The evidence showed defendant and his brother were engaged in an argument when the stabbing occurred. Conflicting evidence was presented concerning whether the victim threatened defendant. The evidence was undisputed, however, that defendant went to the kitchen for a knife before the victim picked up a chair and commenced thrusting the chair at defendant. One of the eyewitnesses described the victim as defending himself by thrusting the chair at defendant. Another eyewitness testified that while the victim was brandishing the chair he was backing away from the defendant. Whether defendant was justified, under the circumstances of the case, in using force against the victim is a question for the jury. Anderson v. State, 245 Ga. 619 (1) ( 266 S.E.2d 221) (1980). "When viewed in the light most favorable to the verdict, the evidence was sufficient to authorize any rational trior of fact to find proof of [defendant's] guilt of voluntary manslaughter beyond a reasonable doubt. [See] Jackson v. Virginia, 443 U.S. 307 (99 SC 2781, 61 L.Ed.2d 560) (1979)." Harper v. State, 182 Ga. App. 760, 761 (1) ( 357 S.E.2d 117) (1987).

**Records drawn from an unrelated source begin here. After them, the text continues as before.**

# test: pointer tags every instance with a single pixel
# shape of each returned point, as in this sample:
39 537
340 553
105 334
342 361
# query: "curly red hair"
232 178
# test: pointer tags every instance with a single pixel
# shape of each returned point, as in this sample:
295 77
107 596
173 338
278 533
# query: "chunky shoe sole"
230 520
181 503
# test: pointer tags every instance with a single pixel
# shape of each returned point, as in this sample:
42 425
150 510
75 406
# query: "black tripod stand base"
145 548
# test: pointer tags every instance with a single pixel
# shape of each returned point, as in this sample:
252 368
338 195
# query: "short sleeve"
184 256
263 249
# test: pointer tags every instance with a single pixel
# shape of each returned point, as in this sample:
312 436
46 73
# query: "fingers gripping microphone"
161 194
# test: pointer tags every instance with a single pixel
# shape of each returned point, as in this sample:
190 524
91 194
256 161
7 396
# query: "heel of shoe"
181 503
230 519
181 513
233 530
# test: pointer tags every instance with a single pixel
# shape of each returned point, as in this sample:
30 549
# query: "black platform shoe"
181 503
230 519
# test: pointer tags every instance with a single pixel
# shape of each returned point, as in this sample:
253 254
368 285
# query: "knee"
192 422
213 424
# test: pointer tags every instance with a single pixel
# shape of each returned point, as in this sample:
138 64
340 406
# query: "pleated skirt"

2. Defendant argues the trial court erred in permitting the prosecutor to impeach a witness called by the State with evidence of prior inconsistent testimony without a proper showing of surprise. First, we note that no objection to this testimony was raised at trial and therefore this court may not consider the objection on appeal. See Cooper v. State, 188 Ga. App. 297 (3) ( 372 S.E.2d 679) (1988). Moreover, it is no longer necessary to show surprise in order for a party to impeach his own witness. Peterson v. State, 166 Ga. App. 719 (1) ( 305 S.E.2d 447) (1983). "If, at the time of the questioning, a party has knowledge of a prior statement by one of his witnesses which contradicts testimony that witness has just given, that party has been sufficiently entrapped so that he may impeach his witness by use of the prior inconsistent statement." Davis v. State, 249 Ga. 309, 314 (3) ( 290 S.E.2d 273) (1982).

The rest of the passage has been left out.